Figure S2. In vivo effects of 43H12 in the presence or absence of CD80-CD28/CTLA-4 interaction (PDF, 52.1 KB) -
B6 mice were transferred i.v. with OT-I T cells and injected i.v. with 0.5 mg OVA peptide on day 0. The mice were treated i.p. with or without anti-CD80 mAb 16-10A1 (200 µg/mouse) on day 0. On day 0 and 3, the mice were injected i.p. with 43H12 or control Ig (200 µg/mouse). On day 5, splenocytes were harvested from the mice, and the percentage of OT-I T cells in CD8-positive population was assessed by flow cytometry. Representative data from 2 independently repeated experiments are shown.

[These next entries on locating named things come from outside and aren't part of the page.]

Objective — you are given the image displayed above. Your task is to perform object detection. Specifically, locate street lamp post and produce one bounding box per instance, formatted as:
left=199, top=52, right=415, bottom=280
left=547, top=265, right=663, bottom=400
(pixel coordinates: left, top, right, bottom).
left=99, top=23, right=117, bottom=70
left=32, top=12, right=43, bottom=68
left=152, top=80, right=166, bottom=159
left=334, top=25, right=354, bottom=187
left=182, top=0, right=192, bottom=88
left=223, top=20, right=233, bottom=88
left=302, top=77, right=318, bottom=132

Figure S3. IEL compartment after 43H12 treatment in mice with oral tolerance (PDF, 76 KB) -
B6 mice were given drinking water supplemented with OVA protein from day 0 to 7. The mice were immunized s.c. with OVA protein emulsified in CFA on day 14, and treated i.p. with 150 µg 43H12 (right panels) or control rat IgG (left panels) on day 0, 4, 8, and 12. On day 21, IEL were harvested and analyzed by a flow cytometry. Percentages of CD8aa T cells (upper panels) and gdT cells (lower panels) in whole IEL are indicated. Representative data from 2 independently repeated experiments are shown.